12・8不戦のつどい「戦争の文化と子ども」~知らず知らずに巻き込まれる子どもたち~

今年の「不戦のつどい」は、東海高校教員の西形久司さんに表題のご講演をいただきました。参加者はオンラインを含め46人でした。

日本が外国との戦争を最初に行ったのは日清戦争です。戦死者が出ると出身の村では盛大に葬儀を行い、これが村人には羨望の的でした。葬儀は戦争で「国家のため」に死ぬことが「名誉」にほかならないことを教える場でもあったのです。「献納」(カンパ)もあり、子どもたちにとっては、もらったばかりのお年玉を召し上げられる受難のときでした。遊びや暮らしにも戦争が影を落としていました。

さらに、アジア太平洋戦争の頃になると、学びも遊びもどっちを向いても戦争、という世の中になっていきました。羽子板にも三国同盟の国旗が印刷されたものがありました。男子には、雑誌『少年倶楽部』に掲載された漫画「のらくろ」が、「日本の兵隊は強くて勇敢だが、敵は弱くてだらしない」という先入観を植えつけたのではないでしょうか。

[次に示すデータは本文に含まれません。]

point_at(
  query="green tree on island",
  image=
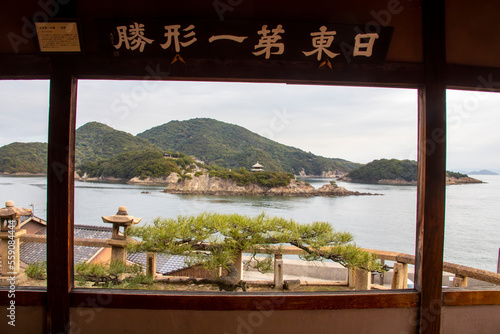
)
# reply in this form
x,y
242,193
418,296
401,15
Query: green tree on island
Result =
x,y
214,240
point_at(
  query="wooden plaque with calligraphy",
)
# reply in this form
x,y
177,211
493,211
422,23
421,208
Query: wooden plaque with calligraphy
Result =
x,y
323,43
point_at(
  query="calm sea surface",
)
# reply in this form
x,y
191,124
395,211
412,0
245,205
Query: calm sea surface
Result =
x,y
384,222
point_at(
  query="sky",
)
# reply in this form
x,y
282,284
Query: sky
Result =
x,y
353,123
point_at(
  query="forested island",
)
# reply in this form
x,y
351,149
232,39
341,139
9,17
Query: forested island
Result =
x,y
394,171
216,143
185,150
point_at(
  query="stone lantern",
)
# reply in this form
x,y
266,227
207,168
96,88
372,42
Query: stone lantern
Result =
x,y
121,223
10,232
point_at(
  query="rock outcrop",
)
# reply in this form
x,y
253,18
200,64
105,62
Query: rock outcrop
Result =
x,y
449,181
206,185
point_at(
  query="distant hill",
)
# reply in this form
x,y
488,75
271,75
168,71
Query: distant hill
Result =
x,y
232,146
29,158
216,143
396,171
483,172
96,141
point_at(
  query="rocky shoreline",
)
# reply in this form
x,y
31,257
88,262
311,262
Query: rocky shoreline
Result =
x,y
401,182
206,185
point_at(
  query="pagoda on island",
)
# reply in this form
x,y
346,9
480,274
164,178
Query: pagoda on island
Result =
x,y
257,168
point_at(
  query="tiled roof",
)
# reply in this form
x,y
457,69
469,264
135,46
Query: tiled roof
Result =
x,y
165,264
31,252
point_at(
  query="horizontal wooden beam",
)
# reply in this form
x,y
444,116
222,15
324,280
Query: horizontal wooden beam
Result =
x,y
24,296
41,239
471,298
154,300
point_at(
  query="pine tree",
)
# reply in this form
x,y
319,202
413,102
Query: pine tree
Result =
x,y
214,240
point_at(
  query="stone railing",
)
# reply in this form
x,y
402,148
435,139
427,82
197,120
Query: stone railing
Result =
x,y
357,279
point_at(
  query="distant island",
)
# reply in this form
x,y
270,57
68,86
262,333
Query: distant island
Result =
x,y
181,174
213,142
397,172
187,150
483,172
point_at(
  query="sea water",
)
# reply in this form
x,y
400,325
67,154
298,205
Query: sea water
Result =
x,y
383,222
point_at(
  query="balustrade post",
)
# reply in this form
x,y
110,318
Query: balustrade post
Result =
x,y
400,276
278,271
151,265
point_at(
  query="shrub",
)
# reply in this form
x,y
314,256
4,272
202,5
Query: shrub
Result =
x,y
37,270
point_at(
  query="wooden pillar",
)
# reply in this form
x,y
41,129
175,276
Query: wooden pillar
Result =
x,y
460,281
60,193
278,271
498,262
151,265
238,262
360,279
400,276
431,168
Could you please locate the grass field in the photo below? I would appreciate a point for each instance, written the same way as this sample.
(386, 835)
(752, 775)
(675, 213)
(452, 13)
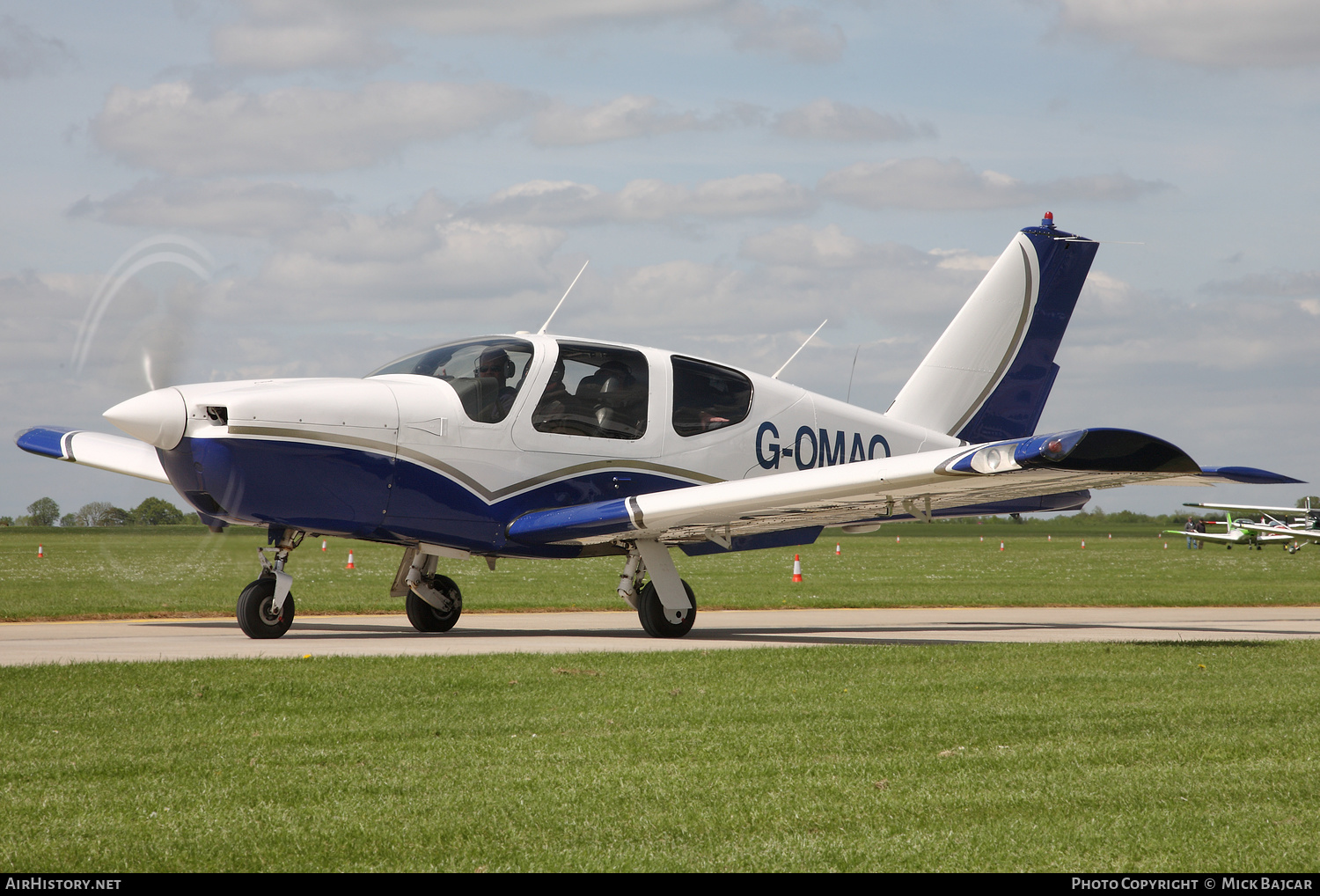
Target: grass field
(164, 570)
(976, 758)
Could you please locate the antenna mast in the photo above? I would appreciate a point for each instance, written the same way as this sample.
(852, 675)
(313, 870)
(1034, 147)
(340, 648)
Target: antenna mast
(775, 375)
(541, 332)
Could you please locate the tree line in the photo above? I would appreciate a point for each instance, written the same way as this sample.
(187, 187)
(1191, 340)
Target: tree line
(153, 510)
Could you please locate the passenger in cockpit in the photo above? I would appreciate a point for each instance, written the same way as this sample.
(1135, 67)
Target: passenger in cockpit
(496, 364)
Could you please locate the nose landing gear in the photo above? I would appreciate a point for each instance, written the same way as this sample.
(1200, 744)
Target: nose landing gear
(266, 606)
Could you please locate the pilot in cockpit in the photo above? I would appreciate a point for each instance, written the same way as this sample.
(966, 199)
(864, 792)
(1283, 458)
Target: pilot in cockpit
(495, 364)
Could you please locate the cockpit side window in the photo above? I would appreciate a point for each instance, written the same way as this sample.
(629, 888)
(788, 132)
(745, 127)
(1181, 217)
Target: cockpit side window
(597, 391)
(486, 374)
(708, 396)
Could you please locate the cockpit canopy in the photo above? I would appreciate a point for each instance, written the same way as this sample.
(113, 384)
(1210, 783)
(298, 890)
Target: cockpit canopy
(594, 390)
(486, 374)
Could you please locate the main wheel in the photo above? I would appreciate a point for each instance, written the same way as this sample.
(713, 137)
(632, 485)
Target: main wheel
(425, 618)
(660, 621)
(256, 610)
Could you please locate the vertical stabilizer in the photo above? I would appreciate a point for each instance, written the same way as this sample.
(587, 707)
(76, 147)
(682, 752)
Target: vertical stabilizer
(990, 372)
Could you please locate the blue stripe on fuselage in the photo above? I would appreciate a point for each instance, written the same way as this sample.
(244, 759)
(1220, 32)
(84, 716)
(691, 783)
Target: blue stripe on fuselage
(358, 494)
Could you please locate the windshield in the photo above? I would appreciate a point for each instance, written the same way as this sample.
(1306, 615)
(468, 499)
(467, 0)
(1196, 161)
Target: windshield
(486, 372)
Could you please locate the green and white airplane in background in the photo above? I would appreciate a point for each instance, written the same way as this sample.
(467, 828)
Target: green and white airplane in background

無限の可能性をもち、どんな色にも染まり得る子どもたちにとって、教育や文化は決定的に重要なものです。それが戦争一色に染まっていた時代に子どもたちはどのように戦争にまきこまれていったのでしょう。「過去に学ぶことはとても大切なこと。私たちは 子どもたちにどんな社会を手渡そうとしているのだろうか」と西形さんは結ばれました。